Dermatologen sind sowohl im stationären als auch im ambulanten Bereich gefragt, was ihnen bei Vertragsverhandlungen eine gute Ausgangsposition verschafft. Ein optimal gestalteter Arbeitsvertrag regelt neben Gehalt und Arbeitszeit auch die Nutzung von Privatliquidation, Sonderurlaub für Kongresse und Regelungen zur IGeL-Tätigkeit.

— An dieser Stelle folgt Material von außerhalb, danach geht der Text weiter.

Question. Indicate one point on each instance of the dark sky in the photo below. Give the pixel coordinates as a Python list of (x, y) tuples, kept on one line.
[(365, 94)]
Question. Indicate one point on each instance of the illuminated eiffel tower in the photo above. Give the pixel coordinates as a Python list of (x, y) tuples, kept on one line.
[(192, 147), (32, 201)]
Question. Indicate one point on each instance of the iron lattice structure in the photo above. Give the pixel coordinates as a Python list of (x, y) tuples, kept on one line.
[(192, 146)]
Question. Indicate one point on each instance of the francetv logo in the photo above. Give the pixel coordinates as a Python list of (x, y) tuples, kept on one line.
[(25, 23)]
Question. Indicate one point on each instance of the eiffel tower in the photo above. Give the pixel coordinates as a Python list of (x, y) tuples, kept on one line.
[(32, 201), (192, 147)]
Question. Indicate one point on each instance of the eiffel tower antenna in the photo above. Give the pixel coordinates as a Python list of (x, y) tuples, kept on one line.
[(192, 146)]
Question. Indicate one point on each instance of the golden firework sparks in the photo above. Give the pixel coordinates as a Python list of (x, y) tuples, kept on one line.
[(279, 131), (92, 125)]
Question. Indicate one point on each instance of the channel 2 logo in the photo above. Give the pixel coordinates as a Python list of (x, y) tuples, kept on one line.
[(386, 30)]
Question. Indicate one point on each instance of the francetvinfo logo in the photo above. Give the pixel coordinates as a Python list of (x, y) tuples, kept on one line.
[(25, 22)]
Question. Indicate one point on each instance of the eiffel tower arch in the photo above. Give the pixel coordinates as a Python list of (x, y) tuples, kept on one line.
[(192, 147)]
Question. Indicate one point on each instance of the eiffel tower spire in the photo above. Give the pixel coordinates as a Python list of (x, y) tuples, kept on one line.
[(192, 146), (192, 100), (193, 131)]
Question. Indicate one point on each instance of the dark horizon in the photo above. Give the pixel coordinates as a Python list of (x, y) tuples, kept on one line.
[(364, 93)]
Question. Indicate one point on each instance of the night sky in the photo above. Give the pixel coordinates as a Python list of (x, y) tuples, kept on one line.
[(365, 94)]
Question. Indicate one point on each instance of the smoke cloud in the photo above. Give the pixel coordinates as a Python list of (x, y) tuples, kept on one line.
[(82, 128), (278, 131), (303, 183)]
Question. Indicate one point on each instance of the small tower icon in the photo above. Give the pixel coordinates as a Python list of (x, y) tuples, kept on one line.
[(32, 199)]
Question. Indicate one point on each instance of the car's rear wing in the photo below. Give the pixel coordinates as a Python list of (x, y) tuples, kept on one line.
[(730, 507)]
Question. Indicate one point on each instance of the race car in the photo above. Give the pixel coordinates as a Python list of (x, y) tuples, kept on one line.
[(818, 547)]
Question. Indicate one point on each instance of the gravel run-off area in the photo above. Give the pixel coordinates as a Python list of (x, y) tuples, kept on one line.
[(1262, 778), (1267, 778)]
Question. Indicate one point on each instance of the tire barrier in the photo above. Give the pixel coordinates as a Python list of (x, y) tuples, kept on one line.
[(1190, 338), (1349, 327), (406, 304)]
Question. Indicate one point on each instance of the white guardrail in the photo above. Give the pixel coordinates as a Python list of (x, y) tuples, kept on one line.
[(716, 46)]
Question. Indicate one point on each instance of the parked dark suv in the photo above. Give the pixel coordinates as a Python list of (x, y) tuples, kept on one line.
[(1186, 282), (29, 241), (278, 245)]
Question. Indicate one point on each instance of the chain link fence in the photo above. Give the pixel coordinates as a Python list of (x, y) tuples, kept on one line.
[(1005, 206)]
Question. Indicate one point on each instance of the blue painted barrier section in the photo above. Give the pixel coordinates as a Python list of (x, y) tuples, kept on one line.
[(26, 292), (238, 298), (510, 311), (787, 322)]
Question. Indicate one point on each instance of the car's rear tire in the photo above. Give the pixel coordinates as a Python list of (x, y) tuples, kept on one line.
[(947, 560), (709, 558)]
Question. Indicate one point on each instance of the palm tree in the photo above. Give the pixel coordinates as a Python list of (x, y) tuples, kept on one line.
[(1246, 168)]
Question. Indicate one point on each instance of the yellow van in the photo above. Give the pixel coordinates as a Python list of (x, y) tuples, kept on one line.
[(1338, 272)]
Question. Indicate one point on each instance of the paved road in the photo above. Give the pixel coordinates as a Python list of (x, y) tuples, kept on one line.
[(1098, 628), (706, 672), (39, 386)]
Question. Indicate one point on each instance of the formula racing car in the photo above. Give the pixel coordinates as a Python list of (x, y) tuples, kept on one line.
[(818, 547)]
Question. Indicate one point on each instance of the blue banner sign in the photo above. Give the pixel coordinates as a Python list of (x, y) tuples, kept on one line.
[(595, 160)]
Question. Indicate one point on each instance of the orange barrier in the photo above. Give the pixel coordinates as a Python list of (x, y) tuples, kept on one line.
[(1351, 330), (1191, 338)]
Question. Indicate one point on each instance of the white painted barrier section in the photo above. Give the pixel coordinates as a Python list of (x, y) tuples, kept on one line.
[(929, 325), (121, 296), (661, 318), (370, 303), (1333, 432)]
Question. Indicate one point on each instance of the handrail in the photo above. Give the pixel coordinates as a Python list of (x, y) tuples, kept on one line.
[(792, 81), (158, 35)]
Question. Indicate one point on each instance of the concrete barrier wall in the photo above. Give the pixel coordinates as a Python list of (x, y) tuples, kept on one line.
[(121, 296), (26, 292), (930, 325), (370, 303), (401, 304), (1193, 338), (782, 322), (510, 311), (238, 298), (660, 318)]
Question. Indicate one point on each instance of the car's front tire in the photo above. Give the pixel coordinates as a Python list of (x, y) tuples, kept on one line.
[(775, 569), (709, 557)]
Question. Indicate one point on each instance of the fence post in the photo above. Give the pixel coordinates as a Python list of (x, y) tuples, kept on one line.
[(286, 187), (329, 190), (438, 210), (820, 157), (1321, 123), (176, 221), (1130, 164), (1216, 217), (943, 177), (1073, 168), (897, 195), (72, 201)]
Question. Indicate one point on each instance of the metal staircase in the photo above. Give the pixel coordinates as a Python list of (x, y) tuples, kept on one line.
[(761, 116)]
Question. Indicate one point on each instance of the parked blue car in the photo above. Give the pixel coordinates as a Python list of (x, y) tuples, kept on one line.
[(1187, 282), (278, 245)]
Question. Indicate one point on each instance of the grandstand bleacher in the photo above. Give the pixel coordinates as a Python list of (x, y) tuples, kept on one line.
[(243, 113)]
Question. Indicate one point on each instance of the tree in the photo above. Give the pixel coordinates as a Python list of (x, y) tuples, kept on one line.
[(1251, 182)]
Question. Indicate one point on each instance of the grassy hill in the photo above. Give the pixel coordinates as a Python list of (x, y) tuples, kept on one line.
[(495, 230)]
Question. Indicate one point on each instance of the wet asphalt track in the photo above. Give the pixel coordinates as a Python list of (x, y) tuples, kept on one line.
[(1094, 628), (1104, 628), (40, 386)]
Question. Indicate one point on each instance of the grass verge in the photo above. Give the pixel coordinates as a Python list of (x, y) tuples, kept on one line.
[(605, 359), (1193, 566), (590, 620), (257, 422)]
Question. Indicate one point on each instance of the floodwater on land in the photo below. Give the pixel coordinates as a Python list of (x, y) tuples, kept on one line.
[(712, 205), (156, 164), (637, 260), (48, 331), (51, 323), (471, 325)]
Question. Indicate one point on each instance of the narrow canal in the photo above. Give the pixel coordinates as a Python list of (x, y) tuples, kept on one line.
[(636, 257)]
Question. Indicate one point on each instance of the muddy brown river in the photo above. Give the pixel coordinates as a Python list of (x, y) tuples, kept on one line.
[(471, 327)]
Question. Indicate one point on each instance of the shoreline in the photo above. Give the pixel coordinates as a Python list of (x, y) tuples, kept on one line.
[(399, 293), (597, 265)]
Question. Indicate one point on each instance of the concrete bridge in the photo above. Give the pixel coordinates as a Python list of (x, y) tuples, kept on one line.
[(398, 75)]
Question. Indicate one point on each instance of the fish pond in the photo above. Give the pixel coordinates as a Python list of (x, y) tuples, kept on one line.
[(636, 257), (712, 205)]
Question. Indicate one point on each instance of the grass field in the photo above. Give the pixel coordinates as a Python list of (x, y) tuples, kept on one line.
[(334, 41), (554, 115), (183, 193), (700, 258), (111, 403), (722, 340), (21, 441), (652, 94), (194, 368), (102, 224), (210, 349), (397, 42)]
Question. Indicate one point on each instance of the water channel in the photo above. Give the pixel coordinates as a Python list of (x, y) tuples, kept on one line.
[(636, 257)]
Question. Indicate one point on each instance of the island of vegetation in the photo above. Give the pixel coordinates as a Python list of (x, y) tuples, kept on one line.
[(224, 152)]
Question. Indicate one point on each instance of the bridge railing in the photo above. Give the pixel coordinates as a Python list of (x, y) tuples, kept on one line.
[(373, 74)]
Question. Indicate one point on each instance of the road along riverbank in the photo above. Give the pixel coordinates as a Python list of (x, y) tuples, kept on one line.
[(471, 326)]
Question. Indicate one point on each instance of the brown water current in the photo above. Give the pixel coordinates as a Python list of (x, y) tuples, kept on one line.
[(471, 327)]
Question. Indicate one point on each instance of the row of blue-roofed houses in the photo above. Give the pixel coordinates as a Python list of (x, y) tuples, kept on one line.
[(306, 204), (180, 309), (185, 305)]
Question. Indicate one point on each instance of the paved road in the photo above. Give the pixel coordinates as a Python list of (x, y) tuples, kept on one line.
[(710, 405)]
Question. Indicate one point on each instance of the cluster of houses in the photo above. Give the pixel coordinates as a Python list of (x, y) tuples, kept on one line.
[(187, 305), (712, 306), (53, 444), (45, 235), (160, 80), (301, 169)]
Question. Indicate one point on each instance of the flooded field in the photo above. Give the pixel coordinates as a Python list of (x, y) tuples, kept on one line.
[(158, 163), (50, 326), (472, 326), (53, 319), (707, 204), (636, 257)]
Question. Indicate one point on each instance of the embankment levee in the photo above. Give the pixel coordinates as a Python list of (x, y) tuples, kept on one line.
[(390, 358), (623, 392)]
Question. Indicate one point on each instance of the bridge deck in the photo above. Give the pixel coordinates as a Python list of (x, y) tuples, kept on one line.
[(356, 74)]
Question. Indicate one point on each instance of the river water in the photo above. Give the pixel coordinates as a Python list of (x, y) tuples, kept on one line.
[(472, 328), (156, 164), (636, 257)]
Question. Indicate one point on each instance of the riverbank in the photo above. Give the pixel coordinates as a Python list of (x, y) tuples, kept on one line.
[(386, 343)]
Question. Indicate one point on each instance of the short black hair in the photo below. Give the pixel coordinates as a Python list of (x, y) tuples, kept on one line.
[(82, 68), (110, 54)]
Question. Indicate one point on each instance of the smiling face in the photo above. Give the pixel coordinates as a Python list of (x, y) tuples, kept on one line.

Das Wichtigste auf einen Blick

  • Das TV-Ärzte-Gehalt ist die Mindestgrundlage, Verhandlungsspielraum besteht bei Zulagen und Bonusvereinbarungen
  • Regelungen zur Privatliquidation müssen explizit im Vertrag verankert sein
  • Wettbewerbsverbote nach Vertragsende sollten auf Zulässigkeit geprüft werden

Ausführliche Antwort

Dermatologen in Kliniken können auf Basis des TV-Ärzte/VKA oder TV-Ärzte/Marburger Bund verhandeln. Die Vergütung in der Entgeltstufe Ä1 bis Ä3 liegt brutto zwischen 5.100 und 8.500 Euro monatlich. Darüber hinaus ist bei Fachärzten häufig Spielraum für außertarifliche Leistungszulagen, Bereitschaftsdienstpauschalen oder Prämien für bestimmte Leistungsvolumina.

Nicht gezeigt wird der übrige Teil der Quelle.